September 21, 2014: The Prsut of Happyness
Let’s address the elephant in the room: yes, the title of this entry is a pun involving pork products and a Will Smith movie. DEAL WITH IT.
I apologize about being belligerent so early in this post. It’s just that I take my pork products very seriously. This entry, unfortunately, caters in no way to Vegetarians (do they get capitalized?) or non-pork eaters. You are being warned to look away now, unless you get some weird voyeuristic pleasure out of this.
The word for prosciutto in Bosnian is “prsut,” pronounced “Purr-SHOOT.” It is commonly seen here in Banja Luka, sold in sandwiches, pizzas, crepes, and on its own. For someone as pork crazy as me, this was music to my eyes, as the expression doesn’t go. But I soon realized an interesting phenomenon: prosciutto here doesn’t necessarily mean prosciutto. It actually seems to mean a lot of different things.
First, some basics about different pork products, and from whence they originate on the poor pig we are about to eat:
1) From the Belly:
Pancetta: cured with salt, unsmoked pork belly
Bacon (American): cured with salt, sometimes spices, cold smoked with wood
Lardons: cured, unsmoked, cubed pork belly with higher fat content than pancetta
2) From the Back (Fatback):
Fatback bacon: Pure fat from the back of the pig, often with no skeletal muscle whatsover. Can be smoked, boiled, dry cured or brine cured.
Lardo: Italian fatback bacon, cut into thin strips and dry cured with rosemary and spices, and in its most famous version from Colonatta, cured in huge marble basins.
3) From Hind Leg (Ham):
Prosciutto: means “ham” in Italian. Prosciutto crudo is unsmoked, dry salt cured ham, served without further cooking. Prosciutto cotto is cooked ham.
Parma Ham: Prosciutto from Parma.
Speck: ham that is smoked, dry salt cured, spiced.
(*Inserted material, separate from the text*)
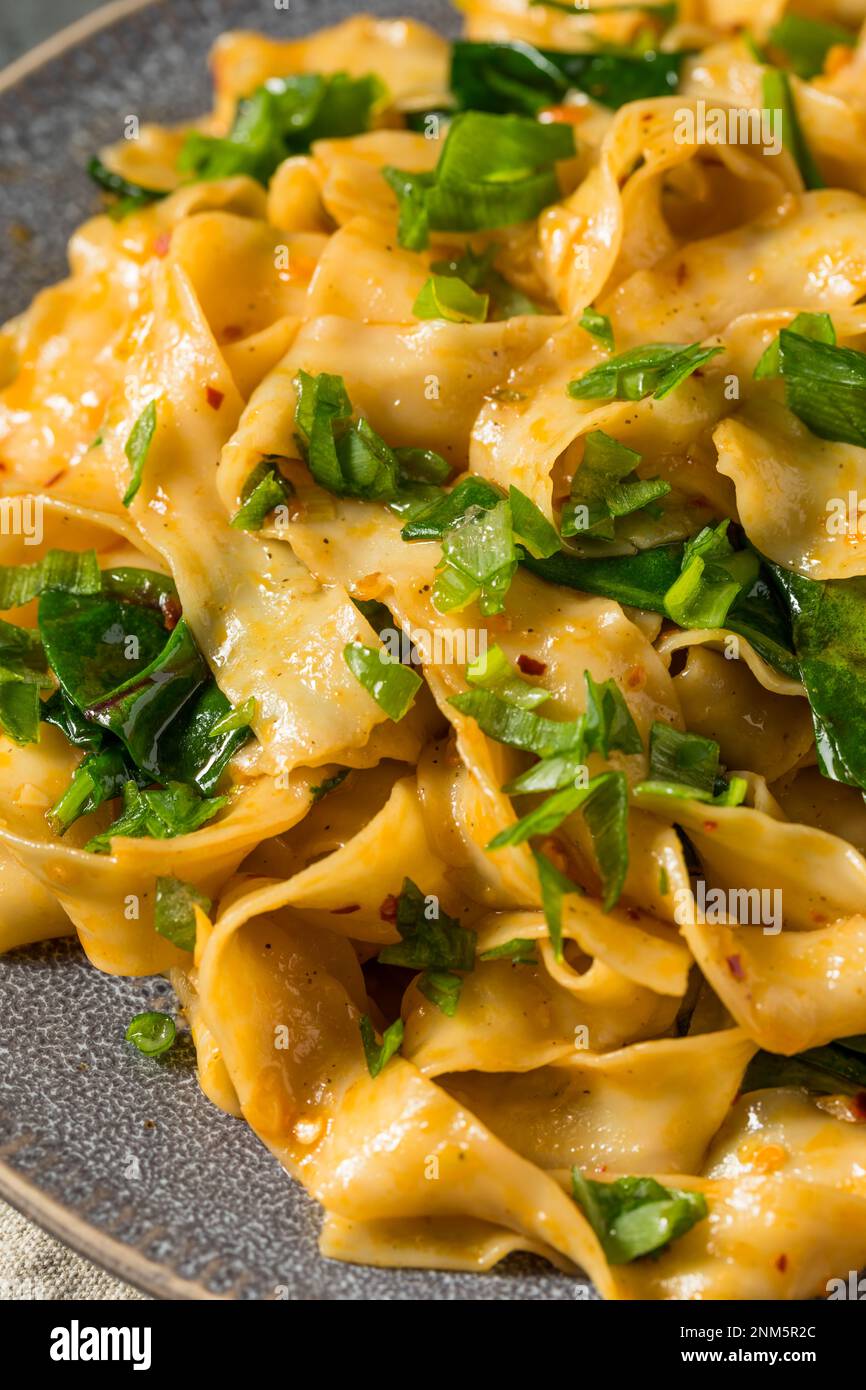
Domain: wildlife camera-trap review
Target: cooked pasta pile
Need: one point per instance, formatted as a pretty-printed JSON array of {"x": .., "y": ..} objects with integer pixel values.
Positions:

Jamon: from Spain, from white pig that is often cornfed, while prosciutto is from non-white pigs or wild boars. Jamon often features significantly darker meat than prosciutto.
4) Stuffed into a sausage:
Kulen kobasica: Pork sausage, mixed with spices, cured and smoked. This is like the Bosnian salchichon.
Izletnicka kobasica: pork sausage, mixed with spices especially garlic and paprika, fermented. This is closer in taste to a Genoa salami.
In the six weeks I have been in Europe, and the four total weeks I have been in Banka Luka, Bosnia, I’ve had prepackaged prsut, prsut cut from the deli, and prsut for breakfast, lunch, and dinner. The funny thing is that maybe 75% of the time it has actually been real prosciutto. I’m certain that a few pizzas have included cooked pancetta. I had a crepe the other day that I swear had speck inside of it. One submarine sandwich I ate when visiting Banja Luka in March had strips of prosciutto mixed with Izletnicka kobasica. And at the Mercator supermarket this weekend, slabs of pancetta, prosciutto, and jamon were all located in the prosciutto section.
These could have all been honest mistakes. Maybe prsut is more of an umbrella term here. Maybe I shouldn’t make such a big deal drawing distinctions among products with such scant differences.
My point is this: when you order prsut here, it is like the most awesome version of roulette ever. No matter what, you are getting something incredible to eat, and the fact that all the above products come from the same magical animal is evidence that there is order and balance in the world.
Thanks for this enlightening explanation. Tonight I had some Pata Negra which was just over the top.